- IATA: none; ICAO: KFSO; FAA LID: FSO;

Summary
- Airport type: Public
- Owner: State of Vermont
- Serves: Franklin County, Vermont
- Location: Highgate, Vermont, U.S.
- Elevation AMSL: 228 ft / 69 m
- Website: vtrans.vermont.gov/aviation/airports/franklin-county

Maps
- FAA airport diagram
- Interactive map of Franklin County State Airport

Runways
| Direction | Length |  | Surface |
| ft | m |
| 1/19 | 3,000 | 914 | Asphalt |

Statistics (2009)
- Aircraft operations: 10,200
- Based aircraft: 86

= Franklin County State Airport =

Franklin County State Airport is a public airport located three miles (5 km) west of the central business district of Highgate, a town in Franklin County, Vermont, United States. It is owned by the State of Vermont.

Although most U.S. airports use the same three-letter location identifier for the FAA and IATA, Franklin County State Airport is assigned FSO by the FAA but has no designation from the IATA.

== Facilities and aircraft ==
Franklin County State Airport covers an area of 348 acre which contains one asphalt paved runway (1/19) measuring 3,000 x 60 ft (914 x 18 m). For the 12-month period ending August 31, 2009, the airport had 10,200 aircraft operations, an average of 28 per day: 93% general aviation, 7% military and <1% air taxi. There are 86 aircraft based at this airport: 90% single engine, 3% multi-engine, 1% helicopters and 6% ultralights.

The airport was purchased by the State of Vermont and a new paved north-south runway was constructed in 1969.

For the last 25 years the airport has been known for the odd and unique aircraft based there.

Specializing in former Soviet Bloc aircraft, the FBO (Border Air Ltd.) has imported over 300 aircraft most notably the Yakovlev 52.

The airport is home to EAA Chapter 613 providing all aviation enthusiasts education and community.

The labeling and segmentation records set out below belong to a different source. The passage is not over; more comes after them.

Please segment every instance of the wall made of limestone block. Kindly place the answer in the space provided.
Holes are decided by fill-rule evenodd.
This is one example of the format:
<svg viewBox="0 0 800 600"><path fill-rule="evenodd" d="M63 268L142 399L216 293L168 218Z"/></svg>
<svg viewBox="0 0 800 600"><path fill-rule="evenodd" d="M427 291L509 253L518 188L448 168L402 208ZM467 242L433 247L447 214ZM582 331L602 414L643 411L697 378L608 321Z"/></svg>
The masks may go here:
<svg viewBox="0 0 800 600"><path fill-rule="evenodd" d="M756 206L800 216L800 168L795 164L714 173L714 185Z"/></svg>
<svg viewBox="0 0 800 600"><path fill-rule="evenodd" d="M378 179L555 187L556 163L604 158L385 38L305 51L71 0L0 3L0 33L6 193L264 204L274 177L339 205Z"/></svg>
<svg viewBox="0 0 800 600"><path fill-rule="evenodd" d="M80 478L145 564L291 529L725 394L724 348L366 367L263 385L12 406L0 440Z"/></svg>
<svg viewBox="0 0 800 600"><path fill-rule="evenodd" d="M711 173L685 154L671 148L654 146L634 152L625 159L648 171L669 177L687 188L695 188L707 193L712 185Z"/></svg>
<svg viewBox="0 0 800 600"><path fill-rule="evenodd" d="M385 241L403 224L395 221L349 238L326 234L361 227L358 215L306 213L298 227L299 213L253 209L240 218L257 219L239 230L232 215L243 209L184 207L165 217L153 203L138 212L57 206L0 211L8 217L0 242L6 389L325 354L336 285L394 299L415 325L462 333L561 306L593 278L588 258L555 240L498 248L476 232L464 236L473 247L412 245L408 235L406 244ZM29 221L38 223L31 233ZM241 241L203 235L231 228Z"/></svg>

The airport is one of the busiest state airports in Vermont for general aviation. To accommodate increased traffic, a runway extension and upgrade was completed in FY2024. The runway was extended by 1,000 feet and widened by 15 feet. A ramp extension and upgrade also took place in FY2024.

== Notable events ==
The Grateful Dead gave two performances at the airport: on July 13, 1994, and on June 15, 1995.